The ability to make anyone say what you want is quickly becoming a reality with fresh startup Lyrebird propelling voice synthesis further than ever before.
Lyrebird is a massively impressive AI that beats out all of it’s competition with crazy-fast voice scanning and surprisingly accurate results. With just 60 seconds worth of speech samples Lyrebird can accurately clone any voice to a mind-bogglingly accurate copy, reproducing accent, inflection and tone for an almost-lifelike replication.
The AI’s algorithm can cleverly process and manipulate the sounds of speech to translate it into a framework for how that voice sounds in techy terms. This is a massive leap forward from many speech synthesis projects which have seen the vocals programmed to create it’s sounds, rather than being able to understand and create it’s own (to an extent).
Other companies have made major developments in the area, such as Google who have been leading life-like AI voice development with their sophisticated project WaveNet. Additionally Adobe have been working on a similar project called ‘Project VoCo’ which allows editing and tweaking of speech similar to how their other programs work on other formats.
However, this Canadian startup blows even major company Adobe out of the water, with Project VoCo requiring 20 minutes of voice samples to recreate a voice, as opposed to Lyrebird’s 1 minute process. The recreations, whilst still tinged with robotism, are surprisingly accurate given the process – check out Barack Obama, Donald Trump and Hillary Clinton discussing how impressed they are with Lyrebird:
Lyrebird’s technology is so advanced in fact that it can implement emotion into it’s speech, changing whether the voice is angry, sympathy, stress and more. Of course, with accurate voice replication comes a lot of potential issues and privacy conundrums, which the company acknowledge in an ‘Ethics’ section on their website, reading:
Lyrebird is the first company to offer a technology to reproduce the voice of someone as accurately and with as little recorded audio. Such a technology raises important societal issues that we address in the next paragraphs.

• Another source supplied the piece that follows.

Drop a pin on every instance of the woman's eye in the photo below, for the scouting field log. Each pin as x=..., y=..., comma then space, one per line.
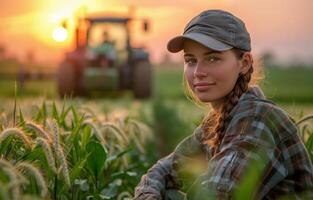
x=212, y=59
x=191, y=61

Voice recordings are currently considered as strong pieces of evidence in our societies and in particular in jurisdictions of many countries. Our technology questions the validity of such evidence as it allows to easily manipulate audio recordings. This could potentially have dangerous consequences such as misleading diplomats, fraud and more generally any other problem caused by stealing the identity of someone else.

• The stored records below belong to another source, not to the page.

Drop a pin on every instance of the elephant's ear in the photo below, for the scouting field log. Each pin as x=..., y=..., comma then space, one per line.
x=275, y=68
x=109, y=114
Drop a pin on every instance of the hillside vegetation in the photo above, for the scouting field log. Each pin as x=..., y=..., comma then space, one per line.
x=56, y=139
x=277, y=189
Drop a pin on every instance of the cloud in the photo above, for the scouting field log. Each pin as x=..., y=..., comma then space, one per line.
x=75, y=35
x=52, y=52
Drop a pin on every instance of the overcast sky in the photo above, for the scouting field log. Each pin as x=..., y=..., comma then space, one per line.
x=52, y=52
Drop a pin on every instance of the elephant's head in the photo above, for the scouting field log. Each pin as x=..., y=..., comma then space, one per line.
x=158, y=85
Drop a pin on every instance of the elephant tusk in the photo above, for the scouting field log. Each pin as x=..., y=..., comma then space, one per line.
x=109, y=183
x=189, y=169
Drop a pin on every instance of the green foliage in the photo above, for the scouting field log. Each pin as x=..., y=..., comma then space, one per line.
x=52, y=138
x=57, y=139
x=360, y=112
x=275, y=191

By releasing our technology publicly and making it available to anyone, we want to ensure that there will be no such risks. We hope that everyone will soon be aware that such technology exists and that copying the voice of someone else is possible. More generally, we want to raise attention about the lack of evidence that audio recordings may represent in the near future.
For now however, the AI isn’t quite realistic enough to trick you into thinking that Trump has declared war – you can just wait for him to do that in real life. The project is currently still in development and information on a release seems vague, but the technology is fascinating and gives us an exciting (and potentially terrifying) glance into our future.